Soddisfazione non di maniera è espressa anche dal presidente Paolo Nicchi che, nel sottolineare la presenza costante dei visitatori alla Fiera, evidenzia come "la Fiera è e rimane una risorsa unica per la città". "Anche in questi giorni di vacanze natalizie, tradizionalmente non facili per il turismo aretino, abbiamo avuto un gran numero di visitatori a conferma della capacità attrativa che muove l'Antiquaria. Stiamo dando attuazione al piano promozionale 2010 che, visti gli ottimi risultati dello scorso anno privilegerà ancora le regioni circostanti la Toscana, insistendo soprattutto in quelle località e in quelle strutture (come gli agriturismo) che ospitano il target tipico della Fiera, ovvero un pubblico che ama ed apprezza la qualità, che cerca un turismo non mordi-e-fuggi ma slow, e che è capace di apprezzare una manifestazione culturale ed economica come la Fiera inserita in una città – Arezzo – che ha molto da proporre a livello artistico. Non mancherà – sottolinea ancora Nicchi – l'impegno promozionale all'estero, soprattutto nelle città e nei circuiti vocati all'antiquariato oltre che sulla stampa specializzata".

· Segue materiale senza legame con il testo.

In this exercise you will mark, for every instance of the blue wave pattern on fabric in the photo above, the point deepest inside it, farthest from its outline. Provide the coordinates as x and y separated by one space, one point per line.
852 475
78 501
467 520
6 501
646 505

In attesa di tagliare il traguardo delle cinquecento edizioni alla prossima Fiera del 6 e 7 febbraio, con il conferimento ufficiale della cittadinanza onoraria ad Antonio Paolucci, già ministro dei Beni culturali ed attuale direttore dei Musei Vaticani, grande esperto di Piero della Francesca e amico appassionato della Fiera Antiquaria, il comitato Tecnico sta dando gli ultimi ritocchi alla cartografia che verrà proposta al consiglio comunale e che disegnerà la Fiera Antiquaria del decennio 2010/2020.
Intanto questa edizione si conclude con la proposta di interessanti oggetti, tra cui una preziosa caffettiera in argento di gusto Rococò, con manico in legno e bolli sabaudi della prima metà dell'Ottocento, due piastre in ceramica prodotte dalla Manifattura Lenci nel 1950, sgabelli di vario tipo, dal raffinato panchetto Impero in legno intagliato e dorato di manifattura francese ad un rustico esemplare di panchetto per mungitura di fattura tedesca e due preziose ampolle del XVII secolo realizzate a Murano.